The day was sunny, but hazy due to smog, so the fields and trees meted into the brown haze in the middle distance.
Then onto the motorway, across fields, now at harvest time were families gather in their corn, making little sheaves, and once dried, the sheaves were stacked into hayricks. Mile after mile, hour after hour, the same scene.
Only broken at one town where there were dozens of brickworks, marked by elongated kiln chimneys belching black smoke. Oher bricks were laid in long lines to dry and harden in the sun.
We came in time to Agra, turning off the motorway and straight into a busy shopping street, and along in heavy traffic until we came to the hotel, crossing six lanes of traffic and entering the heavy sliding gates, to more air-conditioned luxury.

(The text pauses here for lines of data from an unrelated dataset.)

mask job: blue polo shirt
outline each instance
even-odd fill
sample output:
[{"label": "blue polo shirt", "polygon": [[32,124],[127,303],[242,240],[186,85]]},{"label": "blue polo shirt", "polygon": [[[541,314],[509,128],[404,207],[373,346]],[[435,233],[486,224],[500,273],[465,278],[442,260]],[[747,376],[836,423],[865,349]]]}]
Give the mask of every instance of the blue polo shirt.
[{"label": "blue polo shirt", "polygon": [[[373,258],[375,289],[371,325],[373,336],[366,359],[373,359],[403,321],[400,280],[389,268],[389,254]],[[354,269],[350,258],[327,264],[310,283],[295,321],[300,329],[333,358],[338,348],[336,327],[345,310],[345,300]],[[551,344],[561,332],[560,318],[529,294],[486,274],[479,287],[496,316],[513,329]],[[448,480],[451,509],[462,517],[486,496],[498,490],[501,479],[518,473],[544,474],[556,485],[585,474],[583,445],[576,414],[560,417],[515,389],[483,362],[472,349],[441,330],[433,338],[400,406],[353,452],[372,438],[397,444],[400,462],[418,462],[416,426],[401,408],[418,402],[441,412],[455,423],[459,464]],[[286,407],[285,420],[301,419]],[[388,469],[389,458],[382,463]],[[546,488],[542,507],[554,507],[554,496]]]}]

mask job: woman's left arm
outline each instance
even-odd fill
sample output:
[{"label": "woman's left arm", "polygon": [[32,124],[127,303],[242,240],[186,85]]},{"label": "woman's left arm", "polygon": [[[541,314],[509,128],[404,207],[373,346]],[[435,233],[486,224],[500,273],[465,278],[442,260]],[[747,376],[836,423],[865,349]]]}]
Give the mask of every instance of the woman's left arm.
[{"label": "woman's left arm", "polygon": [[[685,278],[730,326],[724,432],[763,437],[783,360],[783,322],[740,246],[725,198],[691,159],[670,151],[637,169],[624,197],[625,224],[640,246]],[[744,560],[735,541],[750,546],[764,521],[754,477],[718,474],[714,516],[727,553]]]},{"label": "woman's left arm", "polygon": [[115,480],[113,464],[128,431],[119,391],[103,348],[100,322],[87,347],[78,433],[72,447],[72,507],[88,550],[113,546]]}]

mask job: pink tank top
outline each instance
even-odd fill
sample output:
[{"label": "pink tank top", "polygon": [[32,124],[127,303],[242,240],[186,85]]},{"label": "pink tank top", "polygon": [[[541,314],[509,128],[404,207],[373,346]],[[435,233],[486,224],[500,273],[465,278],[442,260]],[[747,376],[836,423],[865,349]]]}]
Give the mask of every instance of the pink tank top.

In the lobby we were bedecked with garlands of flowers, and given frozen fruit juice, while our check in was done.
Another huge room awaited us, with queen bed, air con and basket of fruit. Just half an hour before lunch, and another buffet meal, with selections of curries, dahls and rice to choose from, as well as salad, fruit and a large selection of deserts.After lunch, the others went birding in the hotel grounds. It was climbing close to forty degrees, and too warm for us, so here I am writing.
At four we meet up in the lobby to head out for a viewpoint the other side of the river from the Taj, this will involve a long coach trip along narrow streets, clogged with all sorts of traffic, and again to the soundtrack of two thousand horns.
The tip was worth it on its own, gaudy neon lit shops, to stalls and shacks set up in the gutter, and all along, tuk-tuks pulling up to pick up or drop of passengers, and mad motorcyclists and moped riders trying to get through the narrowest of gaps.
It was an amazing free show.We came to the view point, with a mile walk from the car park to the park, and in the late afternoon heat past beggars, hawkers and stalls selling pop and cold water along with endless tat.
Through the park and through a small wood, with monkeys and small striped squirrels scattering, clambering onto a low and wide wall, there was the Taj in the late afternoon sun.
Jools arrived, flushed and overheating as she had not worn her hat. I gave her my water as well as her own, and sitting in the shade for 45 minutes she began to feel better.
The sun went down, we got shots, then ambled back to the car, all of us stopping to buy ice cold drinks from the shack, then along the road, nearly a mile to the bus park, past a huge park where young men were playing rough cricket in the gathering dusk.
Onto the bus, air con to full, and we lurch off once again, back the way we came, though this time in darkness. Quite how more people are not killed is beyond me.
Neon lit up the night, bells clanged in shrines, and families strode around looking for bargains, or young men looking for young women. Back along to the bridge, then over the river as its still surface mirrored the pastel sky, and into darkness the other side, as the headed back to the hotel.
Horns redoubled as the coach bounced along the rough roads, round the big roundabout near the main entrance to the Taj, before turning sharp left into the hotel grounds, where there was still time for dinner.
Though we were hot and bothered, we ate and drank, but soon bed was calling, as it seemed bright idea to get up the next morning early to catch wheels at five and see sunrise from beside the Taj Mahal.